To gather the relevant articles, three-part query was formed based on the reading through various American and Mexican articles, and by identifying the words that are deployed to talk about immigrants or immigration. Bilingual queries: in English and Spanish, needed to be constructed. Spanish query terms are synonyms to English ones, however not necessary the literal translation from English as Mexican newspapers do not use specific expression that is used in English, or they use different expressions to talk about immigration and immigrants.   
Articles were transferred from online database ProQuest (Global Newsstream) to the software tool Sketch Engine (https://www.sketchengine.eu/).  

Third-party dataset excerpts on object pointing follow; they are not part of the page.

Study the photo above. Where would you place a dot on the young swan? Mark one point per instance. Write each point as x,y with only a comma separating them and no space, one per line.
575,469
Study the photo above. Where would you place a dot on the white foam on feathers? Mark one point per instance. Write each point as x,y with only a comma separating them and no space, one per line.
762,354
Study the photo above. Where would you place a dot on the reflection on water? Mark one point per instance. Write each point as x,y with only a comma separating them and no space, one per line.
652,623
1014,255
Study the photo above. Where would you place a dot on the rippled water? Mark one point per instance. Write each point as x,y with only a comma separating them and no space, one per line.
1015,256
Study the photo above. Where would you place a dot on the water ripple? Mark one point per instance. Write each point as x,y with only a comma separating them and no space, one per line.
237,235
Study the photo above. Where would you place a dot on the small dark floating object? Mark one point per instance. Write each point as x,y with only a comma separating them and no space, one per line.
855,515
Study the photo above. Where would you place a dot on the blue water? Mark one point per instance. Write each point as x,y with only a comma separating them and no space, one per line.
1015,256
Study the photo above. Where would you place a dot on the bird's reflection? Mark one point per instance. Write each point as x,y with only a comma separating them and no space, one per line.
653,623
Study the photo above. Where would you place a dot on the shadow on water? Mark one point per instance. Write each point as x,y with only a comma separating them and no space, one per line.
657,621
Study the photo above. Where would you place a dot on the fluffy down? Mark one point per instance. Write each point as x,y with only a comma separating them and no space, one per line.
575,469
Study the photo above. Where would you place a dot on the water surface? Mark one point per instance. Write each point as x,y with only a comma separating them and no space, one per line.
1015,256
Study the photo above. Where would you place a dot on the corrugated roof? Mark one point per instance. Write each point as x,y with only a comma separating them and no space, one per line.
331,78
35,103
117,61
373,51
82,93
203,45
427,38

American and Mexican corpora were divided in subcorpora to be able to compare how the newspapers in American states with the highest number of Mexican immigrants, represent them in comparison to national newspapers. Similarly, Mexican subcorpora was formed to compare how newspapers from the regions in Mexico with the high number of Mexican migrants that move to the US address them compared to the national newspapers.   

These subcorpora division differs from the one commonly applied to the British press, on broadsheets vs. tabloid, and according to political leaning on leftist, rightist and centrist. This is due to the difficulty to draw the line between these types of grouping of American, and especially, Mexican newspapers.  


Kilgarriff, Adam, Vít Baisa, Jan Bušta, Miloš Jakubíček, Vojtěch Kovář, Jan Michelfeit, Pavel Rychlý, Vít Suchomel (2014) The Sketch Engine: ten years on. Lexicography, 1: 7-36.